The polynomials p_{n}(x) are defined by p_{1}(x) = 1 + x, p_{2}(x) = 1 + 2x, p_{2n+1}(x) = p_{2n}(x) + (n + 1) x p_{2n-1}(x), p_{2n+2}(x) = p_{2n+1}(x) + (n + 1) x p_{2n}(x). Let a_{n} be the largest real root of p_{n}(x). Prove that a_{n} is monotonic increasing and tends to zero.

**Solution**

It is fairly obvious that a_{n} < 0 and that the sequence is strictly monotonic increasing. The problem is proving it tends to zero.

Trivial inductions show that p_{n}(0) = 1 and p_{n}(x) > 0 for x > 0, so a_{n} < 0. Also we note that a_{1} = -1, a_{2} = -1/2. If x > a_{n}, then p_{n}(x) > 0 (otherwise there would be a root greater than a_{n}).

p_{2n+1}(a_{2n}) = (n + 1) a_{2n} p_{2n-1}(a_{2n}). By induction p_{2n-1}(a_{2n}) > 0, so p_{2n+1}(a_{2n}) < 0 and hence a_{2n+1} > a_{2n}. Similarly a_{2n+2} > a_{2n+1}. So, as claimed, a_{n} is strictly monotonic increasing.
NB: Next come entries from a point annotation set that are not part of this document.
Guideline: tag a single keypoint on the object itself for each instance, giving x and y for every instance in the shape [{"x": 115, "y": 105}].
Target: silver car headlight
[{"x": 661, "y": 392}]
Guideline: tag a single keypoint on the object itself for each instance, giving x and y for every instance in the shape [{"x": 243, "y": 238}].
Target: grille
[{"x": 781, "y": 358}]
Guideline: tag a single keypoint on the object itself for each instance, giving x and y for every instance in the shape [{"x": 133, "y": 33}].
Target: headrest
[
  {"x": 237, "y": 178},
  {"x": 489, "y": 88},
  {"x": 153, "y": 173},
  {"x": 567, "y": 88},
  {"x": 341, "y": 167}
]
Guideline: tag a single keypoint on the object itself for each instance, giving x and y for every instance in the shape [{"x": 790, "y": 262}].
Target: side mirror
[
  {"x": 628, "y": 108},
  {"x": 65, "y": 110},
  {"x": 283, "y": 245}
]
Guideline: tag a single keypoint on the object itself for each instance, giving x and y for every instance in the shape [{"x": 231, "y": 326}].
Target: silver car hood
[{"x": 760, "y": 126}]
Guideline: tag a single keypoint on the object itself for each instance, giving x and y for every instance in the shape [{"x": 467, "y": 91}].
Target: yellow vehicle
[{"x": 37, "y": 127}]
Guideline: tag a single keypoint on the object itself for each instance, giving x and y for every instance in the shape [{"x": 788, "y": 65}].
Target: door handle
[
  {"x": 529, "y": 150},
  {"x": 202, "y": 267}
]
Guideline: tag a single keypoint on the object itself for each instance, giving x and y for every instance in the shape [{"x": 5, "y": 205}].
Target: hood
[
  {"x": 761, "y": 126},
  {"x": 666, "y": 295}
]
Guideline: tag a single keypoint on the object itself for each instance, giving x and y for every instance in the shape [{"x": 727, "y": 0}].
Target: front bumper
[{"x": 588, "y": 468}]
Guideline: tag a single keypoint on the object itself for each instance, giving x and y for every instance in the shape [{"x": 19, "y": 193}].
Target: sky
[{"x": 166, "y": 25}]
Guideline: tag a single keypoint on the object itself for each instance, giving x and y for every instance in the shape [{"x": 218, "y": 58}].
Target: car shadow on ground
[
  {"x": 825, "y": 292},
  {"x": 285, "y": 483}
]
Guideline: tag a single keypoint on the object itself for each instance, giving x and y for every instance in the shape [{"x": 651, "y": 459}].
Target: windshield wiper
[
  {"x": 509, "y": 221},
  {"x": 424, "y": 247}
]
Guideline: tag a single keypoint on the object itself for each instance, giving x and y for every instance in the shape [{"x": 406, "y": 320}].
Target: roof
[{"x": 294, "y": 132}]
To show it tends to zero, it suffices to prove that: a_{2n-1} > -1/(n-1) and a_{2n} > -1/n. This is true for n = 1. Suppose it is true for n. We have already established monotonicity, so a_{2n+1} > -1/n. Also p_{2n-1}(-1/(n+1)) > 0. But p_{2n+2}(-1/(n+1)) = p_{2n+1}(-1/(n+1)) - p_{2n}(-1/(n+1)) = - p_{2n-1}(-1/(n+1)) < 0, so a_{2n+2} > -1/(n+1) and we have established the inductive hypothesis for n+1.